Since the pandemic began, Boston 25 crews has been reporting from the red zone for months now. On Thursday, the state saw nearly 6,500 new cases – a record high for the commonwealth.
Brockton residents are urging each other to take this virus seriously and help keep each other safe.
“I think there are a lot of people that don’t care or practice safe mask wearing or hand washing,” said Karen Brennan, a nurse.
Boston 25 spoke to Brennan about why areas like Brockton remain in the red zone, month after month.
“I lost my dad a month ago to COVID-19,” said Brennan.
Brennan says her dad, John Nugent, was a healthy 93-year-old man when he suddenly suffered a stroke. She says her dad contracted COVID-19 at an out-of-state rehab facility.
“People are suffering and are not doing well,” said Brennan. “My dad died and I couldn’t be with him.”
This week, the Department of Public Health released their weekly dashboard which classified 97 Massachusetts towns and cities as “red zones.” That number is about eight times higher compared to just one month ago.
“When one person gets it, they give it to two, then they give it to four, we are seeing the exponential growth when people run into each other, some of whom are a symptomatic carriers,” said Dr. Michael Gibson, a cardiologist at Beth Israel Deaconess Medical Center.
Health officials estimate there are more than 49,000 active cases in the state currently.

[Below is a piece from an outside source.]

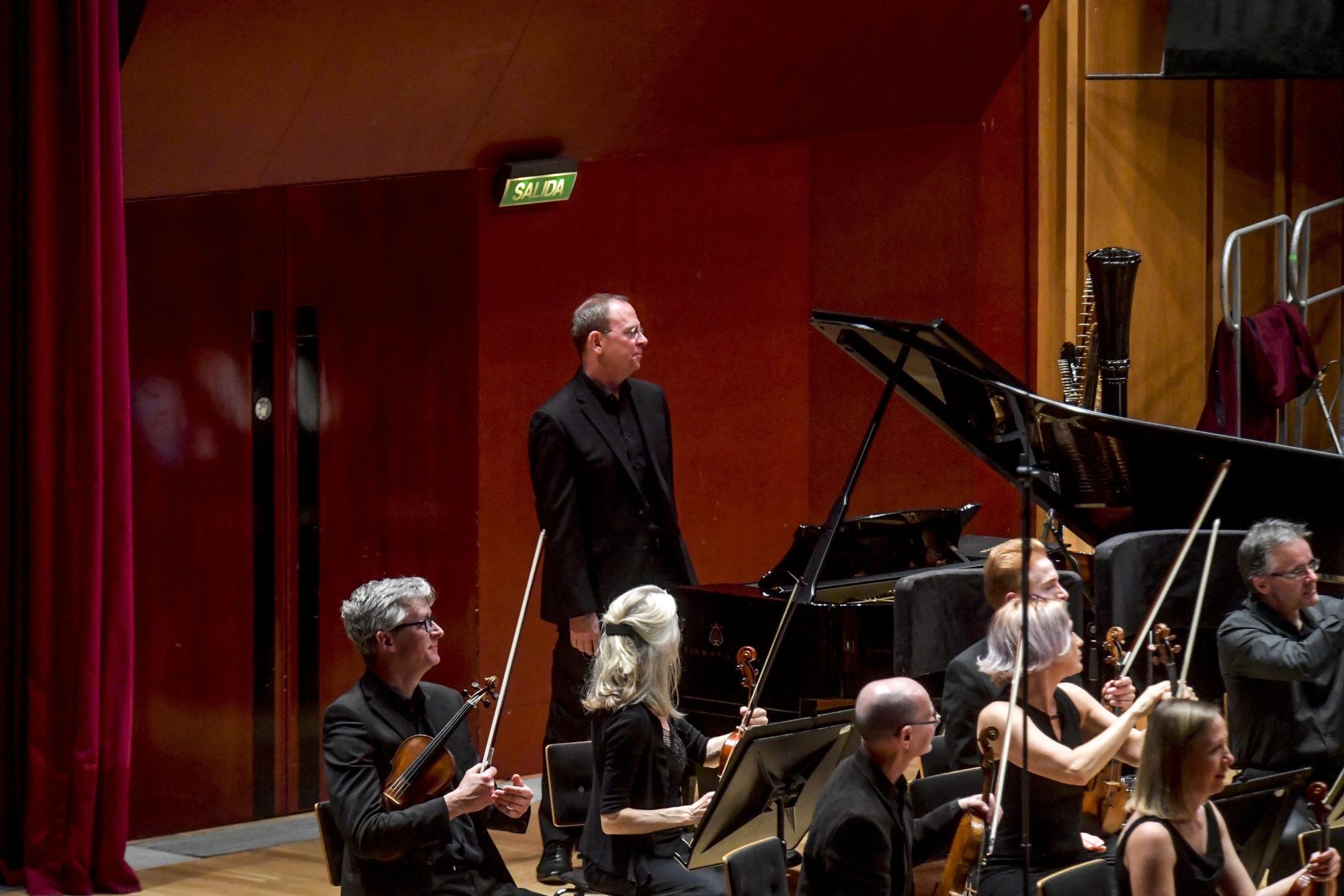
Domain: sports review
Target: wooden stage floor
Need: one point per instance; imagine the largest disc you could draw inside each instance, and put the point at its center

“Once you’re in the red zone, it’s really hard to crawl out,” said Gibson.
“A lot of people see it, they’re educated, but they choose not to believe the education that’s out there,” said Orlando Ortiz, of Brockton. “Wear the masks, wash their hands, stay away from each other for a little while.”
Gibson says that part of the problem also relies on social economics, where people in some of these areas are essential workers and have no choice but to go to work and risk exposing themselves just to get by financially and may not have the opportunity to socially distance from others.